Another gun show, another Colt? So it seems to go for me; I'm the proud owner of another Colt Police Positive, this one from 1907 and chambered for what the Brits called .380-200. Colt just called it ".38 Colt New Police" and, by the most amazing coincidence, that's the same as .38 S&W.Saw lots of neat things, bought some very nice "This is MY house" T-shirts with a message about Indiana Supreme Court Justice Steven David and his upcoming confirmation vote (just say NO!), and, alas, found one of the cowboy shooter tables selling a stack of assorted segregation-era signs and placards. Hey, we should never forget we used have two sets of drinking fountains, washrooms, waiting rooms, seats at the movies -- Riverside Amusement Park, here in Indianapolis, had different days for people of different hues -- but remembering the dim past and using cutesy repros of the signs as decor in your den are two different things. You decorate however you want, but I'll form my own opinions, one of which is, I won't be buying anything from that table.
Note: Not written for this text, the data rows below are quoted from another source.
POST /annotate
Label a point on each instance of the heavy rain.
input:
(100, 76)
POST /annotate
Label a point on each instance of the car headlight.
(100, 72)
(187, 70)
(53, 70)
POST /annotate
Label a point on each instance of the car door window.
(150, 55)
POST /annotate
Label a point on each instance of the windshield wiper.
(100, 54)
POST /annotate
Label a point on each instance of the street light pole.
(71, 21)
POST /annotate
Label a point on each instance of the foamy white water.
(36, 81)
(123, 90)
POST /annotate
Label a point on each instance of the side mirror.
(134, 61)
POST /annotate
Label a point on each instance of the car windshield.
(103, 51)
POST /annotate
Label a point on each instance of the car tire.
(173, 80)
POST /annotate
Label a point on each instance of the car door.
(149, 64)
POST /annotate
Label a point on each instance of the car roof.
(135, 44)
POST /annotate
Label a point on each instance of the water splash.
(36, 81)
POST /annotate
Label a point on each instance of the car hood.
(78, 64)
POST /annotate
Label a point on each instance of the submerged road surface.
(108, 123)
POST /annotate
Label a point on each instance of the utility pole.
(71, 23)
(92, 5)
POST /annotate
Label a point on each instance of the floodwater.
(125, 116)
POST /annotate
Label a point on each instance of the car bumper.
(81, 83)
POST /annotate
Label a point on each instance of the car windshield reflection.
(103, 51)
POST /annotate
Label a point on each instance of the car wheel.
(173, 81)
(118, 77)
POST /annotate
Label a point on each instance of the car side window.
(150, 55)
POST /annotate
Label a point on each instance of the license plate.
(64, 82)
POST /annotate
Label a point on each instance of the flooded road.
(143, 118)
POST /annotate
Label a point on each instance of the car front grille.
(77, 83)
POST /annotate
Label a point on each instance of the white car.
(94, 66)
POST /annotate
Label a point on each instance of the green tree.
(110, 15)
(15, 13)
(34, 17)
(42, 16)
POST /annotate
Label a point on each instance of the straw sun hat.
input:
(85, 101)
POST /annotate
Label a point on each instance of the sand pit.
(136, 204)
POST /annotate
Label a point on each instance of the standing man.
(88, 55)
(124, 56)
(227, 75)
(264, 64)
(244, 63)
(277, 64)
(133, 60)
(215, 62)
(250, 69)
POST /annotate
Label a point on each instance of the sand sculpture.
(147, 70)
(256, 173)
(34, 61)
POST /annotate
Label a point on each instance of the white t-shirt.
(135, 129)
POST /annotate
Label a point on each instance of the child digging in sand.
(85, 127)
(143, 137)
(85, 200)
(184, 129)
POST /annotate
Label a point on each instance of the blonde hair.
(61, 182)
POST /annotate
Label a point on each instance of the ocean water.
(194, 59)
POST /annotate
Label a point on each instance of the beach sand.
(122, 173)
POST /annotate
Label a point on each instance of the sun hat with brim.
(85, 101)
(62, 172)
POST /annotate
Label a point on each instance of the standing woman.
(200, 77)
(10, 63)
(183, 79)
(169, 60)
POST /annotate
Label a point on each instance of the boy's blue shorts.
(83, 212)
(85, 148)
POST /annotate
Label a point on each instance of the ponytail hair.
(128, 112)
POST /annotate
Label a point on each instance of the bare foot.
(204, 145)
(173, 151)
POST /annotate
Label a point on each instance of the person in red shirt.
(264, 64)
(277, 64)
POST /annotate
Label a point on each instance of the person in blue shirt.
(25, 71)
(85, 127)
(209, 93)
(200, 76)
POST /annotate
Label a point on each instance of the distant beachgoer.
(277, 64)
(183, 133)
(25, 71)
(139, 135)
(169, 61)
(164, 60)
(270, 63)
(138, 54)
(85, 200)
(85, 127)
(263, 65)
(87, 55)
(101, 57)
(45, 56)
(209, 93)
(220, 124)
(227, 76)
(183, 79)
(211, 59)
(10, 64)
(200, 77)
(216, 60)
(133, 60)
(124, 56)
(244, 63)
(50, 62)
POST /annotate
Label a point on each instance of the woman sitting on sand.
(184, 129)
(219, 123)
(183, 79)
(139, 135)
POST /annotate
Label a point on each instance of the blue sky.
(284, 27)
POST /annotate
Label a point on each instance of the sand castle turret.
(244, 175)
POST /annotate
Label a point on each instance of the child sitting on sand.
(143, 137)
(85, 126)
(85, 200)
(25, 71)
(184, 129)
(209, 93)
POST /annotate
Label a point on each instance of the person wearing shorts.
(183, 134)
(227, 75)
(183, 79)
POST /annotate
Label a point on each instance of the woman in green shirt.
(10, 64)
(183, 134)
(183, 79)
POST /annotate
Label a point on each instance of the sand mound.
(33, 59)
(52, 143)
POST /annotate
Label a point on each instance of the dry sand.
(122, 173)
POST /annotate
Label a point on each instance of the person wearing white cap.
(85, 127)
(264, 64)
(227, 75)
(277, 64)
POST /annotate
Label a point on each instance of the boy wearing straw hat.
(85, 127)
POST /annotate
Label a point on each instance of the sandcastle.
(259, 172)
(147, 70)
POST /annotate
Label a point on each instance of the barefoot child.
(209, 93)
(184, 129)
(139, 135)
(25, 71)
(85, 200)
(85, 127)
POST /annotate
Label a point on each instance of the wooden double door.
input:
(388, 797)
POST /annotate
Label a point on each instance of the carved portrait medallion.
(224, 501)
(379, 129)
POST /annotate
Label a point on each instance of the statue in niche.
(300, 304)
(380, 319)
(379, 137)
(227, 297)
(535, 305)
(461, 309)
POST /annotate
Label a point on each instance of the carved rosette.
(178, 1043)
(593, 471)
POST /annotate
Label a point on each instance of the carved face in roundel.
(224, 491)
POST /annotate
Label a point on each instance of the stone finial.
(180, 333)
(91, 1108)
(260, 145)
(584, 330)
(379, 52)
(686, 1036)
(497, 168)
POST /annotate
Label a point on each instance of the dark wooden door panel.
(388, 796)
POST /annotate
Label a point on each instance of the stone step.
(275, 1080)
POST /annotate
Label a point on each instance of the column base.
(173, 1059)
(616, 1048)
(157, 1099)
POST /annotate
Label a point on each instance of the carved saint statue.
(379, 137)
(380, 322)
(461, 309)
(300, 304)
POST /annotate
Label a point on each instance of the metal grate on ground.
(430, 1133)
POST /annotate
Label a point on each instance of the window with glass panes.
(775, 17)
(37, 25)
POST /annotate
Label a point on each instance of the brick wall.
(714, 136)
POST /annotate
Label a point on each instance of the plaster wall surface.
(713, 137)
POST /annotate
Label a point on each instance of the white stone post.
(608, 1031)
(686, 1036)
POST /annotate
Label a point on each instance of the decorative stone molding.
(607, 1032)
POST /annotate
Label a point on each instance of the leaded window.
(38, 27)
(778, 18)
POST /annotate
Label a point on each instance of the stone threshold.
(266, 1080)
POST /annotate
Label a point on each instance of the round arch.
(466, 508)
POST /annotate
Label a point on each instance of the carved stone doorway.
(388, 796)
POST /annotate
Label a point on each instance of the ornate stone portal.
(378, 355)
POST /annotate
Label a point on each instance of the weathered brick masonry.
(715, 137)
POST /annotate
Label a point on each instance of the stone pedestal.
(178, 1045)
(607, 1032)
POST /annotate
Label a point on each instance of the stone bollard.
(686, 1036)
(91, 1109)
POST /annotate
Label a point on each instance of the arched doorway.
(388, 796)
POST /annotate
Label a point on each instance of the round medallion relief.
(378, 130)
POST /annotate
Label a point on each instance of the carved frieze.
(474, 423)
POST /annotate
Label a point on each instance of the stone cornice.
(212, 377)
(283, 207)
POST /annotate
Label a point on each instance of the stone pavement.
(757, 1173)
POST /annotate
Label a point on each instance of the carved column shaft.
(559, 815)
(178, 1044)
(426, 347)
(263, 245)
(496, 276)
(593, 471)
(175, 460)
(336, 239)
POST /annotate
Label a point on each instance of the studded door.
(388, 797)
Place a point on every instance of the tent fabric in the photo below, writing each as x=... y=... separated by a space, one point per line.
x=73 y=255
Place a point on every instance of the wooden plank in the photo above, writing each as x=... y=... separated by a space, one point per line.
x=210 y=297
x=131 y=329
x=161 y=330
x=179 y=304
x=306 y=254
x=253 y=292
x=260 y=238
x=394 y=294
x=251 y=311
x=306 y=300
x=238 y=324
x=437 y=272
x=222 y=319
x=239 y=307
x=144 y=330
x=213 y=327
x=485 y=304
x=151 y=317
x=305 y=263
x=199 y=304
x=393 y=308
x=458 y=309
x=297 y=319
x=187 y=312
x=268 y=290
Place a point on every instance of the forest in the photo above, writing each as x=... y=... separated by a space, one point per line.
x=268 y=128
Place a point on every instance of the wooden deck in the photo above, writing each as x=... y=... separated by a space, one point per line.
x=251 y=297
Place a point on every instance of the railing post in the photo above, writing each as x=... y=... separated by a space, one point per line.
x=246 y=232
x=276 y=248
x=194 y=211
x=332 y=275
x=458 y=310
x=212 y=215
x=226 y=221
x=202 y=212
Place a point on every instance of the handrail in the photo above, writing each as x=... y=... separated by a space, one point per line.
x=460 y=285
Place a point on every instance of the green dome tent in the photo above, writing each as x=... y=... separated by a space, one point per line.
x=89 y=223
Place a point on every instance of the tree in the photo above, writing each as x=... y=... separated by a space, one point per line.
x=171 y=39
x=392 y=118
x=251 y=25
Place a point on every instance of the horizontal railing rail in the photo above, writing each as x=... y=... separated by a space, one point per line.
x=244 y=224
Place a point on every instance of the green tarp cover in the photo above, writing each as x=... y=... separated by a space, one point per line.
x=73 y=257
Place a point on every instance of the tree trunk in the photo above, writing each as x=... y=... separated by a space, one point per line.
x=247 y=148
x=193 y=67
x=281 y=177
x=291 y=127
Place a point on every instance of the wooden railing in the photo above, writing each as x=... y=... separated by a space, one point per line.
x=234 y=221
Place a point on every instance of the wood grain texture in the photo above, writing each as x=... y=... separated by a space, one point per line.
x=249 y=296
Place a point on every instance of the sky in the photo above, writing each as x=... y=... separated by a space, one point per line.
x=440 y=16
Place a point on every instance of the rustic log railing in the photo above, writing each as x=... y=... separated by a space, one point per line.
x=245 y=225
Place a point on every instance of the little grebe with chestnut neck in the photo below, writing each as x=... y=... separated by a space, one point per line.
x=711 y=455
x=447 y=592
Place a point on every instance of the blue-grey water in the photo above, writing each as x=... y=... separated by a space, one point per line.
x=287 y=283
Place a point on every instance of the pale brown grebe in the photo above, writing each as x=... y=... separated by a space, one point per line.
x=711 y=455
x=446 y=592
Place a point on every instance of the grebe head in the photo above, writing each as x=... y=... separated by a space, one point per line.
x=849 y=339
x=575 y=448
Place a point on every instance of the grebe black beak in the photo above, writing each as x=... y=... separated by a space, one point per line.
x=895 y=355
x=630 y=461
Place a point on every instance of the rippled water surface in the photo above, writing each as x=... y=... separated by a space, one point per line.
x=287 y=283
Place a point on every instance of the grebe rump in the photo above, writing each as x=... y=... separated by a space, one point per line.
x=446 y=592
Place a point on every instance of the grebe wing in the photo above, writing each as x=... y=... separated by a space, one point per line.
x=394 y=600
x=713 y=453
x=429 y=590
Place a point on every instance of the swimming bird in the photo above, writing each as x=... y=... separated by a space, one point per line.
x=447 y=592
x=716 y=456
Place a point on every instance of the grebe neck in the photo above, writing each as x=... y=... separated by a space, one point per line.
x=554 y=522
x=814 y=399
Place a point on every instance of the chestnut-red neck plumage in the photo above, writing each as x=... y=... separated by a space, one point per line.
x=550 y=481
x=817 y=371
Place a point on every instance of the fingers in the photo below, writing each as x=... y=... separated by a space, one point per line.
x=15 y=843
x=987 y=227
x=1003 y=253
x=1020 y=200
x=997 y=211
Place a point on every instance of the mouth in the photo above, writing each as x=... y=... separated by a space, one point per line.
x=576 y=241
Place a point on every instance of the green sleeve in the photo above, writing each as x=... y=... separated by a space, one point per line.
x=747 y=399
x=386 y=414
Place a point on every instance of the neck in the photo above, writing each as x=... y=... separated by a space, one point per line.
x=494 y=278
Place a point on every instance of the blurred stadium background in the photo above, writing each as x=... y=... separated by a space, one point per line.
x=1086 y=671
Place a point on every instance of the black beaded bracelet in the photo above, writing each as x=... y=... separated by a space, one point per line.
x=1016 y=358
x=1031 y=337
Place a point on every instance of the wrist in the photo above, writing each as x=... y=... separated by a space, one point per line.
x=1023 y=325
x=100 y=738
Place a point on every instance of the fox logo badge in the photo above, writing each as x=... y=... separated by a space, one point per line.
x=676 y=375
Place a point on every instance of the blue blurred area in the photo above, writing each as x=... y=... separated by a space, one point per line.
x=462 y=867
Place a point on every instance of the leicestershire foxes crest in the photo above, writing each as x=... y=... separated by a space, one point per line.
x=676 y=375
On from the gun show to the BlogMeet, and a fine time it was, too, with at least a dozen friends old and new; more later, possibly including photos. I wasn't able to stay as long as I would have liked, since I had to work that evening and in light of recent home and car misadventures, overtime is not to be sneered at.
BUILDING A 1:1 BALUN
4 years ago
11 comments:
And that's what the previous, 1:20 AM post was about, right? I can see that--the guy at the gun show should have thought a bit more about human decency.
I'd still advise you to stay out of East Bakersfield, and off of Cottonwood Road, but please tell me he wasn't selling many of the segregation signs.
Mike James
There are vendors like that at Knob Creek too. It makes me happy to report that they all look bored when I pass by their stalls and tables.
I sure like to know where you Ladies keep getting that .38 S+W ammo. Rarer than Hen's teeth up here, and as expensive as a City Council Tax Increase.
Great looking revolver!
The really big gunshow here has the colossal one in early December. I'm hoping to go.
There is ALWAYS one table with nazi stuff, books, t-shirts, flags.
I give it a wide berth.
I've no problem with WWII memorabilia, including all participants. That's fine
But, an all nazi table creeps me out!
Was that the table with the big sign advertising full-length DVDs of "Song of the South"? I tried to give them a wide berth, so I didn't see what else they had.
Nice looking Colt. They are hard to find in any condition, and harder to find in that condition.
Down here in the Deeep South - if I were seventy miles further south I would be a soft shelled crab - the only people in the market for that stuff are middle aged and older "minorities."
One of my banker friends could pass for Herman Cain. He has a collection of old tin signs, complete with watermelons and front porches, that appear to be out of the Wilson years.
The years when more Ohioans and almost as many Hoosiers belonged to the Klan as the Democratic Party.
Stranger
Ditto on feeling the same about the guys selling Nazi crap at fun shows.
WV: bompluga. Oddly enough, I got nuthin'.
I remember those guys from the last show, my first Indy 1500. Too bad. We don't see much of that stuff (I'm including the Nazi gear and the like) around here anymore; they seem to have run them off with the Beanie Baby people and the candle-makers sometime in the last five years.
Sorry I missed it. Guests left too late for me to get there, but we had fun.
Happy blogiversary by the way.
Really nice Colt Mizz Bobbie, beend looking for one that nice in 38 Special for a while myself. The thing to understand about hate merchant's is what they promote sound's good to like minded folk's. It's still wrong but history isn't very pretty when you look back with a critical eye.
I am of two minds about the signs. It's one thing to hear stories about how it was in the bad old days, it's another to run into an actual piece of it. I remember being shocked when I saw a colored/white sign somewhere, long ago, I don't remember where, but I remember the shock.